Question

Consider the shown mechanism ABC. At a certain instant shown in diagram block C was found to be moving with speed of $1m/s$to the right. At this instant what is the magnitude of the vertical component of velocity B.

(A)$\dfrac{1}{2}m/s$
(B) $\dfrac{{\sqrt 3 }}{2}m/s$
(C) $\dfrac{{\sqrt 3 }}{4}m/s$
(D) $2\sqrt 3 m/s$

Answer 1

In this question, block C is moving with a speed of $1m/s$ to the right direction. By taking the angles into consideration we can find the velocity along BC we can take the vertical component of Velocity.
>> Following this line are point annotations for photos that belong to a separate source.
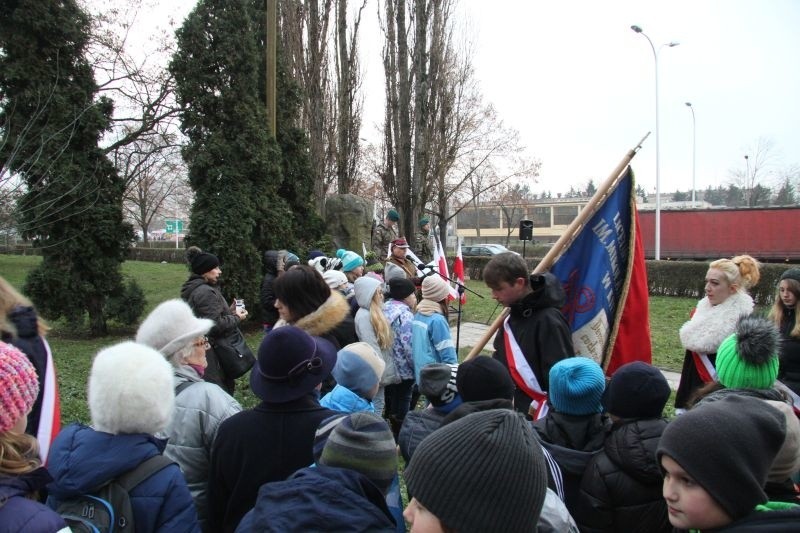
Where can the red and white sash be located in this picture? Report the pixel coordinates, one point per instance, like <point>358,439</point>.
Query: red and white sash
<point>523,375</point>
<point>705,369</point>
<point>50,416</point>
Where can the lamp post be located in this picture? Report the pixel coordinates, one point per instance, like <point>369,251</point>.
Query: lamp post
<point>670,44</point>
<point>694,150</point>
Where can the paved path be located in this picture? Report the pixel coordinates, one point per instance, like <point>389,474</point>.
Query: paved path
<point>471,333</point>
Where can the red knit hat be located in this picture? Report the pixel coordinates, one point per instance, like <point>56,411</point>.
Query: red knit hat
<point>19,386</point>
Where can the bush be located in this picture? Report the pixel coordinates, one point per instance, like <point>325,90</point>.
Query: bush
<point>128,306</point>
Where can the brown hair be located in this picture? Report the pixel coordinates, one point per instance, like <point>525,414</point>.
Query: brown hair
<point>778,311</point>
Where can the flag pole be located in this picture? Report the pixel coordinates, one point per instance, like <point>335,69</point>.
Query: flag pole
<point>600,196</point>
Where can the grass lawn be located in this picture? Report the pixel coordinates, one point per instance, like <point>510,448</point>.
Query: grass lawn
<point>73,352</point>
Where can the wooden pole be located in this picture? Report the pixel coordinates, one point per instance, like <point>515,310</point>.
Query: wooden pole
<point>564,242</point>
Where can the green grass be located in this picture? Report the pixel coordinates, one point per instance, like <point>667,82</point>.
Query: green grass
<point>73,353</point>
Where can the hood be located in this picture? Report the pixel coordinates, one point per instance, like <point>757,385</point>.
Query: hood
<point>365,288</point>
<point>550,293</point>
<point>271,262</point>
<point>632,448</point>
<point>336,497</point>
<point>25,320</point>
<point>190,285</point>
<point>325,319</point>
<point>82,458</point>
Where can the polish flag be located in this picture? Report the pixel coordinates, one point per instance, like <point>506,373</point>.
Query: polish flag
<point>458,270</point>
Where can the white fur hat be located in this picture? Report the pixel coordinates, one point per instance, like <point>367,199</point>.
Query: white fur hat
<point>130,390</point>
<point>170,326</point>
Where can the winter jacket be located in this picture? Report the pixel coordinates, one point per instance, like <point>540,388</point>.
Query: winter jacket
<point>703,333</point>
<point>542,333</point>
<point>621,489</point>
<point>200,408</point>
<point>28,341</point>
<point>256,446</point>
<point>789,372</point>
<point>431,341</point>
<point>82,459</point>
<point>344,400</point>
<point>573,441</point>
<point>400,319</point>
<point>267,300</point>
<point>320,498</point>
<point>331,321</point>
<point>20,513</point>
<point>207,302</point>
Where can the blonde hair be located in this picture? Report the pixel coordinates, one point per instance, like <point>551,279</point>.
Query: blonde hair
<point>383,331</point>
<point>19,453</point>
<point>9,299</point>
<point>778,310</point>
<point>742,271</point>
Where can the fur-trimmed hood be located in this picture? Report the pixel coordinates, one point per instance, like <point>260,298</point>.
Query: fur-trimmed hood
<point>325,319</point>
<point>710,325</point>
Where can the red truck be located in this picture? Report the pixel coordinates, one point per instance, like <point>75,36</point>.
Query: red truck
<point>767,233</point>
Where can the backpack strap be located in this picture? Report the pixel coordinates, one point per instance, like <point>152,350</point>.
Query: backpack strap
<point>132,478</point>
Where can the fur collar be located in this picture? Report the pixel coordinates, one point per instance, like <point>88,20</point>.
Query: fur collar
<point>327,316</point>
<point>710,325</point>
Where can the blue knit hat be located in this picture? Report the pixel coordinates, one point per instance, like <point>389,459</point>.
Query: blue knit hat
<point>350,260</point>
<point>576,386</point>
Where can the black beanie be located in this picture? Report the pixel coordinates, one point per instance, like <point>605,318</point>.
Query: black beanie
<point>637,390</point>
<point>483,472</point>
<point>484,378</point>
<point>728,447</point>
<point>203,262</point>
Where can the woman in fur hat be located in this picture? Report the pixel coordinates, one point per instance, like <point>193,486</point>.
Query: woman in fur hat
<point>784,314</point>
<point>200,407</point>
<point>130,400</point>
<point>714,319</point>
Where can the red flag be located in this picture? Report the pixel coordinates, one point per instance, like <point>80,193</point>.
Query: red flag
<point>458,271</point>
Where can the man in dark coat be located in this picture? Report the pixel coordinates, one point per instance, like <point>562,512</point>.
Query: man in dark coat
<point>202,294</point>
<point>535,325</point>
<point>276,438</point>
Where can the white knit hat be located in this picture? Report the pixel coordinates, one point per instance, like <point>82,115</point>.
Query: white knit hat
<point>170,326</point>
<point>130,390</point>
<point>435,288</point>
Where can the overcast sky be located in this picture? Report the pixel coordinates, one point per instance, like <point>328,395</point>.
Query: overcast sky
<point>578,83</point>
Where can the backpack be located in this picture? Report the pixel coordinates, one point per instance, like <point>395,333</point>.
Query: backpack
<point>108,509</point>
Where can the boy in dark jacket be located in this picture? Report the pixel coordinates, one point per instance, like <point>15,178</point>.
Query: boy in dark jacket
<point>574,429</point>
<point>621,488</point>
<point>535,335</point>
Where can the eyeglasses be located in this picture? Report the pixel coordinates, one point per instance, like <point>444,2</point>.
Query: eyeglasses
<point>202,342</point>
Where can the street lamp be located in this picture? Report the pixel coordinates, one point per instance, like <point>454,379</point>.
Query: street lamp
<point>670,44</point>
<point>694,149</point>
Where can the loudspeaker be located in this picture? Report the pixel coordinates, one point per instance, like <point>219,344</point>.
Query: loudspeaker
<point>526,230</point>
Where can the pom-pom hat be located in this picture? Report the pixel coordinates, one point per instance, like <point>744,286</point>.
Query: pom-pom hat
<point>19,386</point>
<point>171,326</point>
<point>749,357</point>
<point>290,364</point>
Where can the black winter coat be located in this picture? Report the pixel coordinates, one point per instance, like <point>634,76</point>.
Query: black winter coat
<point>622,485</point>
<point>267,443</point>
<point>542,333</point>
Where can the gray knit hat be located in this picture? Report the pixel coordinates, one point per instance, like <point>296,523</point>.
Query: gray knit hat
<point>458,471</point>
<point>362,442</point>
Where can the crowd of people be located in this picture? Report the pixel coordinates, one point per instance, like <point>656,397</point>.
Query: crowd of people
<point>358,371</point>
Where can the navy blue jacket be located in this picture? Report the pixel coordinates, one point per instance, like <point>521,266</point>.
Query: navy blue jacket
<point>82,459</point>
<point>18,513</point>
<point>316,499</point>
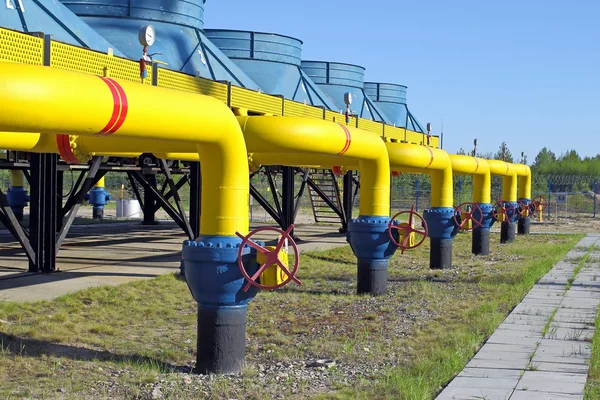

By substituting the value of angle and velocity, we can easily determine the value of the vertical component of velocity B.

Complete step by step solution:
For finding the vertical component of velocity B, Firstly we need to find by which velocity BC is moving.

As already given in the question, that block is moving with speed of $1m/s$ to the right.
So, velocity along BC will be-
${V_X}\operatorname{Cos} {30^ \circ } = 1 \times \dfrac{{\sqrt 3 }}{2} = \dfrac{{\sqrt 3 }}{2}m/\sec$
Now, for calculating the vertical component of velocity at B. We know that vertical component will be-${V_y}\operatorname{Cos} \theta$
Here θ is 60° along the vertical component of Velocity, so-
$V\operatorname{Cos} {60^ \circ } = \dfrac{{\sqrt 3 }}{2} \times \dfrac{1}{2} = \dfrac{{\sqrt 3 }}{4}m/\sec$
So, magnitude of vertical component of velocity B is- $\dfrac{{\sqrt 3 }}{4}m/\sec$

So, the correct answer is “Option C”.

Note:
By breaking the diagonal velocity into horizontal and vertical components makes it easy for us to deal with each direction separately. This method of breaking up the vectors into its horizontal and vertical components works even when the vector is other than velocity such as force and momentum.